## **Dataset**

In this assignment, we will do data munging and analysis on a dataset about board games. The dataset is from Kaggle, at https://www.kaggle.com/andrewmvd/board-games.

In [None]:
import pandas as pd

games = pd.read_csv('bgg_dataset.csv', delimiter=';', decimal=",")

We set `display.max_rows` to `None` for now so that we can see more values in code output. 

In [None]:
pd.set_option('display.max_rows', None)

Let's gain some basic understanding of the dataset by using `info()`, `head()`, and `describe()`.

In [None]:
games.info()

In [None]:
games.head()

In [None]:
games.describe()

## **Need for data cleaning and preprocessing**

The results of these several functions indicate a few needs for cleaning and preprocessing the data:

1) The columns `ID`, `Year Published` and `Owned Users` should be integers, but they are floating point numbers.

2) There are null values in various columns. 
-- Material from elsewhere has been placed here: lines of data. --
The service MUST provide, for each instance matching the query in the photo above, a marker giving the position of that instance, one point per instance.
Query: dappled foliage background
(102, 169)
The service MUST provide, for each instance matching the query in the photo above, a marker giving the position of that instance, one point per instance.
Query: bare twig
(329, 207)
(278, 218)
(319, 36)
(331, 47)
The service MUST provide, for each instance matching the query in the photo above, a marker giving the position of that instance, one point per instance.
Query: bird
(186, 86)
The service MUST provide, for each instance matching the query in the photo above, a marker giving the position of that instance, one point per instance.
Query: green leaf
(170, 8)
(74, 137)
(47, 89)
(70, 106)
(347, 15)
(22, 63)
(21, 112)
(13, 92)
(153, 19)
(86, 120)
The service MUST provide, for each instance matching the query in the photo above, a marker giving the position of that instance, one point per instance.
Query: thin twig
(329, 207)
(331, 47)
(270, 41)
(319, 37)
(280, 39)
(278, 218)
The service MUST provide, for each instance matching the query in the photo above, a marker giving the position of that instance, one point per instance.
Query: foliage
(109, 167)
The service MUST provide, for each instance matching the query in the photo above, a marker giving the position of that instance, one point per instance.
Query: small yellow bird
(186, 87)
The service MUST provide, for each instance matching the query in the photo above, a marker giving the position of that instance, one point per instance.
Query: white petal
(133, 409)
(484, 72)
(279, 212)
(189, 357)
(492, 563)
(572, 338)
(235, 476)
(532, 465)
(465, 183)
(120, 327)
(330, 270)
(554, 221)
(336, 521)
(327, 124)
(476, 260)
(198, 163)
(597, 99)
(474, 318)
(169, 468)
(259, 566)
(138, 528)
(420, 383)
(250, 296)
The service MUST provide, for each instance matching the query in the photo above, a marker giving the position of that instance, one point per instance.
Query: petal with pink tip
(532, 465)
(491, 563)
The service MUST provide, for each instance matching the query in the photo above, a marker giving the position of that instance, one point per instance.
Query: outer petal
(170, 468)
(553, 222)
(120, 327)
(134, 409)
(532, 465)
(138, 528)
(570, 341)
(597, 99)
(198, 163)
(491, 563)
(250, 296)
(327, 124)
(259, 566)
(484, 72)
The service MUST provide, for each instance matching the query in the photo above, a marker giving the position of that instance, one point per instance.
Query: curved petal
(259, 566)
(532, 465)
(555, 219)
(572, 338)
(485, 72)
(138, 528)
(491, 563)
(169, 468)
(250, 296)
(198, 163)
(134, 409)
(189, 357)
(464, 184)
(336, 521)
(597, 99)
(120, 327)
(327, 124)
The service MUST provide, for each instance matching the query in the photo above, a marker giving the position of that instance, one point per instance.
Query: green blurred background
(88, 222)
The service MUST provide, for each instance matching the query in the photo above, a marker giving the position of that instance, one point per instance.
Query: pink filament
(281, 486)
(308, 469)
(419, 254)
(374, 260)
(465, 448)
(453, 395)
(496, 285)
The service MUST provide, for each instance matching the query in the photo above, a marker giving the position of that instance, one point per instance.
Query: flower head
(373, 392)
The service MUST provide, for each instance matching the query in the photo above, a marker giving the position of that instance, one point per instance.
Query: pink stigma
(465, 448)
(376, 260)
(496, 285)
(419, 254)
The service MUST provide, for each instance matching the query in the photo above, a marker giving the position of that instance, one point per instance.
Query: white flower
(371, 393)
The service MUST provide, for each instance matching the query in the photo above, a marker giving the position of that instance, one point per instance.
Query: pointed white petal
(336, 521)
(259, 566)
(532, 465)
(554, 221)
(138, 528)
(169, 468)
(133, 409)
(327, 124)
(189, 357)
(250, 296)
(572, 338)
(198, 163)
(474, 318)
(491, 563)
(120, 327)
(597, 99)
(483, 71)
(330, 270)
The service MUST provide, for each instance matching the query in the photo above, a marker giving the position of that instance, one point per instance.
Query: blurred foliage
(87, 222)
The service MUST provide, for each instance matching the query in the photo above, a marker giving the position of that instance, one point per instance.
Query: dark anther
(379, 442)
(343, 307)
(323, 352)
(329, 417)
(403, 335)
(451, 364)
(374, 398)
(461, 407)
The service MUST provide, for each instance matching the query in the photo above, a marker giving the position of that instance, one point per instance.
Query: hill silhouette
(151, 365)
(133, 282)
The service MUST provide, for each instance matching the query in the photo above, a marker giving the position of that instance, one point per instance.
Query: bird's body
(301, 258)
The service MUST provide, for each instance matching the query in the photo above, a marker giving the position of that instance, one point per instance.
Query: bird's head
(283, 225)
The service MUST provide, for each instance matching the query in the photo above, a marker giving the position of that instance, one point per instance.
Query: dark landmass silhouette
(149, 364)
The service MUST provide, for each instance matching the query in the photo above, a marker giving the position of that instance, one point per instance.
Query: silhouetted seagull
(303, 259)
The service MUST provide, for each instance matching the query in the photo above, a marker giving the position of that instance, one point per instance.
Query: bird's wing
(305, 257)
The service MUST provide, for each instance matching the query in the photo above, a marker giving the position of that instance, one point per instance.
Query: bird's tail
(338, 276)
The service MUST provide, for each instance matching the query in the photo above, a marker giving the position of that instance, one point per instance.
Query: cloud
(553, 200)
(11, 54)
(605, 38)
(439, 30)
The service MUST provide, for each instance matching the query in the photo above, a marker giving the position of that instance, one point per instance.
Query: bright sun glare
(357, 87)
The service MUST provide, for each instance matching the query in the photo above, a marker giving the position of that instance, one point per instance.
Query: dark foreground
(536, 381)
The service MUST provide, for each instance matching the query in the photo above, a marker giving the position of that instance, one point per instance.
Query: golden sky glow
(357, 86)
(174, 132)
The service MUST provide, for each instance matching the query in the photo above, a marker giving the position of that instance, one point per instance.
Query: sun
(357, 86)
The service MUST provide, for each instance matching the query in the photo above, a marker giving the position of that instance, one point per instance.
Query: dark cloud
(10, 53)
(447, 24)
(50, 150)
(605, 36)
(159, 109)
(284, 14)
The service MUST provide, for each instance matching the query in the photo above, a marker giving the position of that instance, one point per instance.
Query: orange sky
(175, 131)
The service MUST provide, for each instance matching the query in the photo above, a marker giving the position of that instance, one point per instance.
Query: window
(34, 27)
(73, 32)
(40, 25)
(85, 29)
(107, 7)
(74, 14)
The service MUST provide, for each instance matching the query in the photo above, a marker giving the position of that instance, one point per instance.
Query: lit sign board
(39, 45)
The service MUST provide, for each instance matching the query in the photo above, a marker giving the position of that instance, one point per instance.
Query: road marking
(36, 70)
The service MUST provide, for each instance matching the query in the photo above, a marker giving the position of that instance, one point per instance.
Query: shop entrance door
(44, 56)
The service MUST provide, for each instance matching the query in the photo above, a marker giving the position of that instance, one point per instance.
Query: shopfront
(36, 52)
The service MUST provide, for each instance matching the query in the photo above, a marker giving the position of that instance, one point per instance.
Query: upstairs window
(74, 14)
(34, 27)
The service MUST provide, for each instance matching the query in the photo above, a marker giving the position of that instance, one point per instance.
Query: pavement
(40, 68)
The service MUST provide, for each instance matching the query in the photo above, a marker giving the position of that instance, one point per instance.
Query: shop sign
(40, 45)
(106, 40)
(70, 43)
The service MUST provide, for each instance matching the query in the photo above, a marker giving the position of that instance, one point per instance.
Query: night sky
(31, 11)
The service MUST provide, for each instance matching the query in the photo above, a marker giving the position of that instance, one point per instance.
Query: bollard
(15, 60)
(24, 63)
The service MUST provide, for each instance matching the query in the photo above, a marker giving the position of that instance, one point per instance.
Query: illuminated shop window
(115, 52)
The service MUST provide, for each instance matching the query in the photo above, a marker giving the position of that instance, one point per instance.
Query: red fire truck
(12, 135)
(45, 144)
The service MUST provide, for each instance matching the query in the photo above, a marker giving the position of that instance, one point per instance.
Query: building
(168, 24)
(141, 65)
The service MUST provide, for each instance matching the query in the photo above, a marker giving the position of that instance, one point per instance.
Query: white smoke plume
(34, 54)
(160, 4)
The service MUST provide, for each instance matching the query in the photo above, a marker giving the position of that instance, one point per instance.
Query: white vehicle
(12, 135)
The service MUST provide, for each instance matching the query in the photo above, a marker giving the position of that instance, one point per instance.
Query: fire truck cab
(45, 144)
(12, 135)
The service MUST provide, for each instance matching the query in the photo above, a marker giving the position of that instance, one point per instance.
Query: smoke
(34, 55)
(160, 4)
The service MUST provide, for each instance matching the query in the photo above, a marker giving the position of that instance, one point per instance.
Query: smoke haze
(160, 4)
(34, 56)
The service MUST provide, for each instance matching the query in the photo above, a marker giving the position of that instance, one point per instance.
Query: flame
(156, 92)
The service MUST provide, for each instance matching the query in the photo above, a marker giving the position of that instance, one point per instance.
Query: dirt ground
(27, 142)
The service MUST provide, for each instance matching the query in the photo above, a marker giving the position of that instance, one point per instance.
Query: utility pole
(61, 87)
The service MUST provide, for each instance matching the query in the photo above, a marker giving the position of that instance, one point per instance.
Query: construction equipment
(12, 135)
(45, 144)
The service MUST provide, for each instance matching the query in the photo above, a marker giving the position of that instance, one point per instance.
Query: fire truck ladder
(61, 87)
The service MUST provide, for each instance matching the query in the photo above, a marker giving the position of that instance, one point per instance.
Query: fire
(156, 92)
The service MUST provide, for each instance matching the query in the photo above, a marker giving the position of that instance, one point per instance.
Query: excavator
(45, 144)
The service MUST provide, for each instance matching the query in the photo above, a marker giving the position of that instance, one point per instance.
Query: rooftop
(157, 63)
3) It seems there could be wrong values. For instance, the minimal value in `Max Players` is 0. What kind of game is that if it allows at most zero player? 
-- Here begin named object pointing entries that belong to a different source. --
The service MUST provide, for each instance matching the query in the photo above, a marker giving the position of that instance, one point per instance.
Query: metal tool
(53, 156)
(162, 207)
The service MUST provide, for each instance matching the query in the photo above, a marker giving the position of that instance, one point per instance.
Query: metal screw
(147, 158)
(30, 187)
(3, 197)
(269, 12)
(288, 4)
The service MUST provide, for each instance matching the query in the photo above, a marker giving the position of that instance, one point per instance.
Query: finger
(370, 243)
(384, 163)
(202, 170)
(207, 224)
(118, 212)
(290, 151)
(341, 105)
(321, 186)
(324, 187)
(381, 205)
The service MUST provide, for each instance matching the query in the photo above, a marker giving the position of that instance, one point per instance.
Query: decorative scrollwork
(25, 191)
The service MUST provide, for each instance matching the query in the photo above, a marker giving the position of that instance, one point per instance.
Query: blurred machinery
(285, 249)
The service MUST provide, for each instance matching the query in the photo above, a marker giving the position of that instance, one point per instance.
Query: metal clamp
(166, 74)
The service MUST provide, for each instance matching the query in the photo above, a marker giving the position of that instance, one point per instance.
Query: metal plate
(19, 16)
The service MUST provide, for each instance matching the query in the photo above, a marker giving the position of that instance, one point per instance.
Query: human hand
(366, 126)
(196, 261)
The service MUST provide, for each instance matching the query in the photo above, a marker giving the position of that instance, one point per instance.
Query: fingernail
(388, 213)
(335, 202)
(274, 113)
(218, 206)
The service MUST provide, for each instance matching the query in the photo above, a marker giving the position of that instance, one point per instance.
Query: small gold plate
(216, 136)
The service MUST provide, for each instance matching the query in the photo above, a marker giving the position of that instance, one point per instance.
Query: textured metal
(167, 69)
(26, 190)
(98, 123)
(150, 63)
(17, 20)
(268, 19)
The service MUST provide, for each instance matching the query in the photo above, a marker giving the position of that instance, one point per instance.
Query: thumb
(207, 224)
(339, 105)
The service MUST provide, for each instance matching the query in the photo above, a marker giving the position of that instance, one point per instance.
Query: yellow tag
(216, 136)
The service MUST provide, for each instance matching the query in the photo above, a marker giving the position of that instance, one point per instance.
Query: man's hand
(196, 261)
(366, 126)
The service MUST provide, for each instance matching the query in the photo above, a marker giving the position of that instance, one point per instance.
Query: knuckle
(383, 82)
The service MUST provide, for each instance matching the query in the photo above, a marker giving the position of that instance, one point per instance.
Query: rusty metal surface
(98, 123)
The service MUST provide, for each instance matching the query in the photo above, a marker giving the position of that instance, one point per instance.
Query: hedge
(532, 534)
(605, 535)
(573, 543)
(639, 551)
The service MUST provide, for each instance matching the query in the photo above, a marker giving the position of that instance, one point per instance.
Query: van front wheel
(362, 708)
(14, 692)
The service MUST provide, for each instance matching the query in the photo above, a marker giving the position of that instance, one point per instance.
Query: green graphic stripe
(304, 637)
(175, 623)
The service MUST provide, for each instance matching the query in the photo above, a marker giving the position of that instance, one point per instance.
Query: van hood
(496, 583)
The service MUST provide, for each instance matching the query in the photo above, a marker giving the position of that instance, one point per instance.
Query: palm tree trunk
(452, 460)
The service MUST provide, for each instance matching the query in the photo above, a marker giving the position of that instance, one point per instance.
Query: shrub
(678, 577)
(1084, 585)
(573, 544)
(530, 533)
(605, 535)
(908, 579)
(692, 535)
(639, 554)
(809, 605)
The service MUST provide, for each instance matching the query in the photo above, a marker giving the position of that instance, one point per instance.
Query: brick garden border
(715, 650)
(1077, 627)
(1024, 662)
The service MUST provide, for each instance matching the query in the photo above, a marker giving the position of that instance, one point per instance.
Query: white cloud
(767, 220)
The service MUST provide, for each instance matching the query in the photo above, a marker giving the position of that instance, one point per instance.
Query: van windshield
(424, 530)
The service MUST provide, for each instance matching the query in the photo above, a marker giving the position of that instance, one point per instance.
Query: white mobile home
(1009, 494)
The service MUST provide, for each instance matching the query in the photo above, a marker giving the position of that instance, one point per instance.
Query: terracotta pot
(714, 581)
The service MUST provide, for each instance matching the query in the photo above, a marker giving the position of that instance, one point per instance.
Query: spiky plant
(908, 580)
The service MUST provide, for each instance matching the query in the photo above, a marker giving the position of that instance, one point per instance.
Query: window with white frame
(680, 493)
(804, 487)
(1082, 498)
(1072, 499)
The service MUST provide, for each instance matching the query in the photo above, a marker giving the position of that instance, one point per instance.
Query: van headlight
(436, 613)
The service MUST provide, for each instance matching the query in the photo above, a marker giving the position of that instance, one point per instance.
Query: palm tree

4) The values in columns `Mechanics` and `Domains` are comma-separated lists. We need to parse these values and get the individual items from the lists.
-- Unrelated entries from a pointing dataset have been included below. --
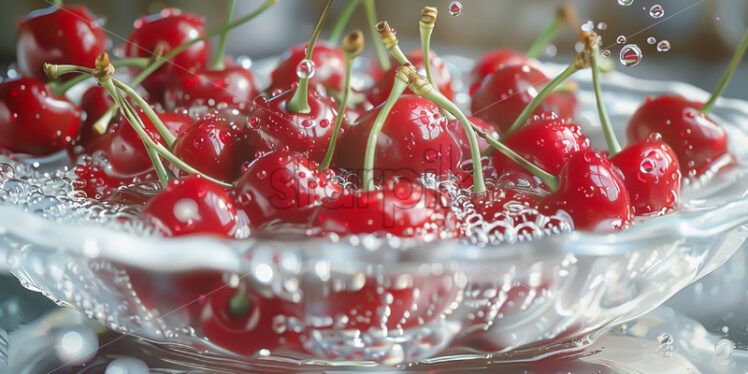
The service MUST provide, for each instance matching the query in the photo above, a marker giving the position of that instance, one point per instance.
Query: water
(630, 55)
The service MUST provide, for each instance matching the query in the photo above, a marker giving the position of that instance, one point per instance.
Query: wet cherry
(32, 120)
(58, 35)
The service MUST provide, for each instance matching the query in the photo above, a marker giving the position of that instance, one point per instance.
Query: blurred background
(702, 33)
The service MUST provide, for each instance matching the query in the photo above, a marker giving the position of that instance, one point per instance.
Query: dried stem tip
(428, 17)
(103, 68)
(388, 34)
(353, 44)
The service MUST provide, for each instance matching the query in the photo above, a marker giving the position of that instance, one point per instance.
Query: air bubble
(305, 69)
(455, 8)
(630, 55)
(656, 11)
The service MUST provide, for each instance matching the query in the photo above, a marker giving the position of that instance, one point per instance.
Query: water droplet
(588, 25)
(663, 46)
(305, 69)
(656, 11)
(630, 55)
(455, 8)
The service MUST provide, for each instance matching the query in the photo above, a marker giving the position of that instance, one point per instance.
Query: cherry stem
(299, 103)
(426, 27)
(728, 74)
(371, 17)
(353, 45)
(342, 21)
(537, 100)
(401, 83)
(217, 63)
(613, 145)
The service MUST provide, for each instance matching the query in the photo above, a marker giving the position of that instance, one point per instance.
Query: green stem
(544, 38)
(299, 103)
(217, 63)
(371, 17)
(613, 146)
(479, 185)
(341, 113)
(342, 21)
(537, 100)
(550, 180)
(728, 74)
(149, 112)
(371, 144)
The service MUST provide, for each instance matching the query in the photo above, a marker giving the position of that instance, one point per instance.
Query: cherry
(58, 35)
(505, 93)
(698, 141)
(32, 120)
(329, 67)
(652, 175)
(545, 140)
(215, 146)
(458, 133)
(282, 182)
(271, 126)
(592, 192)
(413, 141)
(401, 208)
(94, 102)
(233, 86)
(379, 93)
(168, 29)
(495, 60)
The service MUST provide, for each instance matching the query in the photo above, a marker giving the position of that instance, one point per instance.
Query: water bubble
(656, 11)
(587, 26)
(630, 55)
(305, 69)
(455, 8)
(663, 46)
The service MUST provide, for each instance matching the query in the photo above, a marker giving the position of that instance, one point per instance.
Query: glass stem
(299, 103)
(728, 74)
(610, 136)
(371, 144)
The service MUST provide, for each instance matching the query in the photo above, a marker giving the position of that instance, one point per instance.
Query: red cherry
(546, 140)
(32, 120)
(652, 175)
(414, 140)
(125, 149)
(233, 86)
(66, 35)
(443, 80)
(697, 140)
(94, 102)
(215, 147)
(194, 205)
(402, 208)
(169, 28)
(495, 60)
(272, 127)
(329, 67)
(504, 95)
(458, 133)
(283, 182)
(592, 192)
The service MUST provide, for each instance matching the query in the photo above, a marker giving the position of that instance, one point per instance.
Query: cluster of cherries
(259, 160)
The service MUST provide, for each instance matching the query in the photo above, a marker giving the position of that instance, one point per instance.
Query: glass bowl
(362, 300)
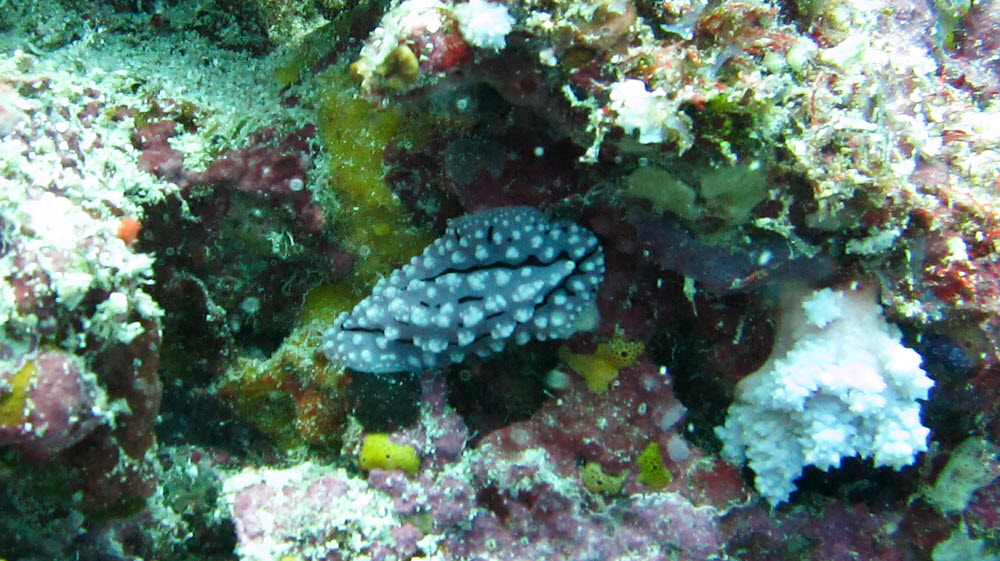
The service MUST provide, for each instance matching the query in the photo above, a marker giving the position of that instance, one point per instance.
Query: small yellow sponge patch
(652, 472)
(601, 367)
(597, 481)
(378, 452)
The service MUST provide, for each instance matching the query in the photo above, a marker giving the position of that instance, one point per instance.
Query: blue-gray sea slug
(494, 276)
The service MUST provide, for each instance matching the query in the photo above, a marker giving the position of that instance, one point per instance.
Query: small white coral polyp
(838, 384)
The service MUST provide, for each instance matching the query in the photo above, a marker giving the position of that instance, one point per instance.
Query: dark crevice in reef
(506, 388)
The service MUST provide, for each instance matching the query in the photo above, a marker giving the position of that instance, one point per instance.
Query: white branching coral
(838, 384)
(484, 24)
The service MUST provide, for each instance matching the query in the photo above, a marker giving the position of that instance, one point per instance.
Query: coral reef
(838, 384)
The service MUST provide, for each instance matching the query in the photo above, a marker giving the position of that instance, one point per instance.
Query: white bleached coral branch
(838, 384)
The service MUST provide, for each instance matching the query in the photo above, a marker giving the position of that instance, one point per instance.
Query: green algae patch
(599, 482)
(652, 471)
(378, 452)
Let's find out which columns have null values. This could be derived from the `Non-Null Count` in the output of `games.info()`. But there are much simpler ways.

## **Task 1: For each column, find the number of rows with null value in that column.**  

In [None]:
# Code for Task 1
games.isnull().sum()

Since column `ID` has null values, it couldn't be used for uniquely identifying games. Hence, let's take it out. 

## **Task 2: Remove the `ID` column from the `DataFrame` `games`.**

In [None]:
# Code for Task 2
games = games.drop(columns="ID")
games

## **Task 3: Replace null values in column `Year Published` by 5000. Replace null values in column `Owned Users` by -1.** 

The column `Year Published` has negative values, as `games.descrie()` shows. It actually has 0 in its values too. Hence, we are using a year in the future (5000) to indicate the dataset doesn't provide the value for a game. The column `Owned Users` has 0s too. We thus use -1 to indicate missing values.

In [None]:
# Code for Task 3 : code block for replaceing null values in column Year Published by 5000.
games["Year Published"].fillna("5000", inplace=True)

In [None]:
# Code for Task 3: code block for replacing null values in column Owned Users by -1.
games["Owned Users"].fillna("-1", inplace=True)

## **Task 4: Convert the data type of column ``Year Pubblished`` to integer. Convert the data type of column ``Owned Users`` to integer too.**

In [None]:
# Code for Task 4: code block for converting the data type of column ``Year Pubblished`` to integer.
games['Year Published'] = games['Year Published'].astype(int)

In [None]:
# Code for Task 4: code block for converting the data type of column ``Owned Users`` to integer. 
games['Owned Users'] = games['Owned Users'].astype(int)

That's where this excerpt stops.